Reform Pathways: The Way Ahead
At the heart of this issue is a very delicate balance between the police and the EM. With time, the gulf between them has widened, and addressing these divergences requires systemic reforms rather than incremental adjustments. The police and EMs must be trained jointly to develop a shared understanding of preventive law, evidentiary standards and operational constraints. Focus should be on clear guidelines for initiating proceedings, particularly clarifying terms, such as ‘likely’, ‘habitual’, and so on, through various case studies. EMs also require training in evidence appreciation, digital documentation and order-writing to strengthen procedural robustness.
There should also be a de-emphasising of quantitative targets, such as the number of persons bound down, and it should be replaced with a qualitative assessment of outcomes, along with fixing accountability for preventive failure. Every incident of rioting or breakdown of public order should be followed by a post facto assessment of the failure of preventive mechanisms, with findings systematically disseminated to enable cross-learning among all relevant stakeholders. Police should be accountable for the quality of reports and evidence, not merely for forwarding cases. Very rarely, though not unheard of, situations arise where poor training meets a passion for targets and numbers. Recently, a high court questioned the SDM on the basis of initiating proceedings under Section 107 CrPC. The SDM admitted he relied solely on a police report that contained only vague apprehensions and no supporting material or antecedents of the individuals. Irked by this, the court commented that the SDM had not read Section 107 CrPC till date (Santosh Singh v. The State of Bihar, 2022).

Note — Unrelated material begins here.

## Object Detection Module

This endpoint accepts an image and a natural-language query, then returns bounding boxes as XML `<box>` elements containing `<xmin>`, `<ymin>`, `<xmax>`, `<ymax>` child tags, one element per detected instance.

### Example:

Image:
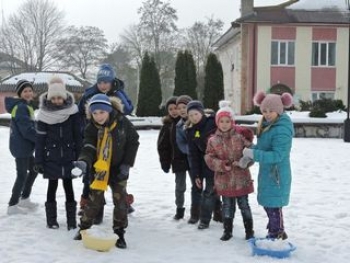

Lastly, police manuals and administrative rules have not received the necessary updates across states following the enactment of new criminal laws. They must be updated to reflect contemporary realities, especially in light of modern challenges posed by social media, artificial intelligence, cyber crime and fake news.
Conclusion
The courts of the SDM and EM are powerful tools. Working closely with the police, they have the means and the wherewithal to not only pass orders, provide speedy justice, but also execute their orders. While the enforcement of decrees or conduct of sessions trials under the BNSS is often prolonged and cumbersome, summary proceedings before EMs offer timely relief and practical remedies. Drafting new criminal laws is a welcome step, but it must be complemented by substantive reforms in policing and administration to achieve meaningful impact. The present moment presents a critical opportunity that must not be undermined by institutional frictions, and past missed opportunities should be treated as instructive lessons to enable more decisive, coordinated and forward-looking action across the system. In the end, laws gain real meaning only when supported by efficient enforcement, coordinated institutions and a proactive administrative approach.
Footnotes
Declaration of Conflicting Interests
The author declared no potential conflicts of interest with respect to the research, authorship and/or publication of this article.
Funding
The author received no financial support for the research, authorship and/or publication of this article.